… and although he would later describe it as an “error in judgment,” Steven decided to let the Dalai Lama’s third call go to voicemail and continued to rock Brandi’s delicate world atop the St. Louis Arch.
“This is what awesome feels like,” he assured her.
Two days later, Steven received a phone call from his agent, Joe Powers, who was raving about a script he had found earlier that morning in Bruce Willis’s trash. It was the story of Mason Storm, a renegade cop who emerges from a coma seven years after discovering an attempted murder plot against a Senate candidate and exacts revenge by killing people and sexing up Kelly LeBrock.
“I like it,” Steven said as he slid a green-tea popsicle across his lips. “Politics is very popular right now.” And with Congress making laws in Washington at that very moment, he was absolutely right.
The only issue left to settle was the title of the film. Joe was worried that “Untitled Bruce Willis Project” was a bit misleading, and he was sure that Steven would prefer something much more ridiculous.
“What is the point of this movie, Joseph?” Steven asked. Joe’s first name was actually Jodie, but Steven thought that was way too gay to say.
“Well, they’re trying to kill you, Steve. And they’re finding it very difficult,” Powers responded.
“So, in other words, I’m hard to kill.”
With that in mind, Steven meditated for a week—the kind of meditation where you focus squarely on connecting your two eyebrows—before settling on a title.
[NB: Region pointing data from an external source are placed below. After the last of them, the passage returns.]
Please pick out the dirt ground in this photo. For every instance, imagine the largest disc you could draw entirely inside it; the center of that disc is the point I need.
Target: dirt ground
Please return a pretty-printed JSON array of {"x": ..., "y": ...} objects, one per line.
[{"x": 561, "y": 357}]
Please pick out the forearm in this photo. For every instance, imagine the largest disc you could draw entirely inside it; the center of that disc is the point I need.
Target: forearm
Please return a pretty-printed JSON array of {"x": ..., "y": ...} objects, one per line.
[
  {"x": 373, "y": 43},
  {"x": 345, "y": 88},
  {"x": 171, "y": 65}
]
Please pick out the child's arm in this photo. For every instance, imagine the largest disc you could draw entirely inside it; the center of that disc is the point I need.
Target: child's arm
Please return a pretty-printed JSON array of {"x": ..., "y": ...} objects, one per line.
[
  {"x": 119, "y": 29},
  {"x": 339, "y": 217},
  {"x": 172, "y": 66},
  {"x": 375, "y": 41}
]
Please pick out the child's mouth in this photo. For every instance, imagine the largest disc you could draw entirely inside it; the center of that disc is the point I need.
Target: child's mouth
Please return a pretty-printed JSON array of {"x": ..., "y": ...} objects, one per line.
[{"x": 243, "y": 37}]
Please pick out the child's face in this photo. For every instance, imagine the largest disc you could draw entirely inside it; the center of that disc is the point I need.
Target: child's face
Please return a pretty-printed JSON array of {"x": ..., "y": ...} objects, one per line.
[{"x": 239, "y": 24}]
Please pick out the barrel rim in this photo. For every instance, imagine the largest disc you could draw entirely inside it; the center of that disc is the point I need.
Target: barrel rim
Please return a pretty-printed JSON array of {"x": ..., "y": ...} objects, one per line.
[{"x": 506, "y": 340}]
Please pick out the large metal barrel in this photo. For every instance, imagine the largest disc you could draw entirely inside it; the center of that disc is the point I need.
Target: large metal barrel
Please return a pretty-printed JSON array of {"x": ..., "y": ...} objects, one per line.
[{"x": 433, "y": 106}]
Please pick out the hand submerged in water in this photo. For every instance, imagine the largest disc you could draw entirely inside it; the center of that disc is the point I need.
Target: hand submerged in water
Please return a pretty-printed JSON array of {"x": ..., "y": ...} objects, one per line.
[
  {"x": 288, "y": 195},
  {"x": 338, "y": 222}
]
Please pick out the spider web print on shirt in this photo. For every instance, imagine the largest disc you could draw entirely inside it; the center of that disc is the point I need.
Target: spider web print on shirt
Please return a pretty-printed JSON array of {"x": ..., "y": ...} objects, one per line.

His Bruce Lee notepad was filled with possibilities, including “Difficult to Beat Up,” “Seriously, Try Punching This Guy in the Face and See What Happens,” and “Howard’s End.”
In the end he settled on “Sex Fighting,” but Joe, who had been on hold this whole time, informed him that this was already taken by a Linda Lovelace movie.
“How about ‘Hard to Kill’?” Joe said.